Once a curtailment notice has been issued there is no right of appeal against this decision.
The Home Office can however exercise discretion if the worker has a dependant under the age of 18. In this case you will receive a letter indicating they are considering you for curtailment and will ask you to put forward any reasons why you should be able to stay in the UK. This could include health risks of leaving the UK related to coronavirus.
It is important to seek professional advice if your visa has been curtailed and you believe the decision is incorrect or the Home Office has failed to exercise discretion.
What happens if my visa is curtailed?
If a decision is made to curtail your visa you will be issued with a curtailment notice which will shorten your permission to stay in the UK to 60 calendar days or less depending on the period left on your certificate of sponsorship. The curtailment letter will tell you the new expiry date of your visa, which also applies to any dependent family members.

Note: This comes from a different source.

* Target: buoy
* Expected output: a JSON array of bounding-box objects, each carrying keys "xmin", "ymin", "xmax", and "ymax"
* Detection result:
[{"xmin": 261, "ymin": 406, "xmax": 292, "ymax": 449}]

Before the expiry of your visa you have the following options:
- Find another job with an employer who has a Tier 2 (General) sponsor licence and make a Tier 2 General change of employment application to move employers
- You can apply for a role outside your discipline, but if the role requires a certain level of experience, you must be able to show this
- The role must be at RQF level 6 or above with a minimum salary of £30,000/annum, unless you meet one of the roles under the Shortage Occupation list and are paid at the going rate or you are under the age of 26 years, having spent less than 3 years on the Tier 2 General visa, which would allow you to be paid below the £30,000/annum threshold
- If the role is not a shortage occupation it will need to be advertised in line with the Resident Labour Market Test
- Make a new application to remain in the UK in a different visa category.
If you are unable to find a new Tier 2 General sponsor or move into a new visa route you and your dependent family members will be expected to leave the UK before the expiry of your visa or face potential removal.

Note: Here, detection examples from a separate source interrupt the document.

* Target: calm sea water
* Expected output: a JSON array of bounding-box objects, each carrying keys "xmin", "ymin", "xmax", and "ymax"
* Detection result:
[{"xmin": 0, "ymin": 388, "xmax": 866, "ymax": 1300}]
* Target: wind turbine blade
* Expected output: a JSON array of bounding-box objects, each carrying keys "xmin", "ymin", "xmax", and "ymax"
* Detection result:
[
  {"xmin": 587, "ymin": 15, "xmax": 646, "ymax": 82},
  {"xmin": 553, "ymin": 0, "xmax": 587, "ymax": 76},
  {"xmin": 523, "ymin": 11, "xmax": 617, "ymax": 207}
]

Anyone with a visa expiring before 31 July 2020 is currently being given an automatic extension until the end of July. You are then expected to take all reasonable steps to leave the UK before this date if the COVID-19 travel restrictions are lifted.
Can I travel overseas once my role has been made redundant?
It is highly unadvisable. When entering the UK, an Immigration Officer often challenges a traveller to their intentions and whether they are still working for the same employer. Should you not be following the same conditions stated on your latest Biometric Residence Permit, you will in effect, not have valid entry clearance and could be denied entry.
Once you leave the UK or move to another visa category, you could be subject to a 12-months mandatory ‘cooling-off period’ before you can re-apply under the Tier 2 category.
Can I still apply for indefinite leave to remain (ILR) if I am furloughed or made redundant?
If your salary has recently been cut due to furloughing, this could have implications for an ILR application. The minimum salary threshold for a Tier 2 (General) ILR application is £35,800.
The Home Office has not confirmed whether it will exercise discretion for individuals whose salary is ordinarily above £35,800 but has been lowered temporarily due to furloughing.
As part of an ILR application, a Tier 2 sponsor is required to provide a letter for the applicant confirming ongoing employment. If the applicant is at risk of losing their job or have already lost their job the employer may be unwilling or unable to provide this letter.
Although, there is no set timeframe for the Home Office to issue a curtailment notice for sponsored workers who have been made redundant it is best not to have more than a 2-3 month gap in employment as this will raise questions at the ILR stage.
As a Tier 5 visa holder does the above apply to me?
The above measures will apply to you if you are a Tier 5 Temporary worker. The ability for you to change employers or move into a different immigration category will depend on the Tier 5 subcategory you are in.
Those on a Tier 5 Youth Mobility Scheme are unaffected by furloughing or redundancy as their status is not linked to their employment. They are on a 2-year visa allowing them to take up any employment they choose.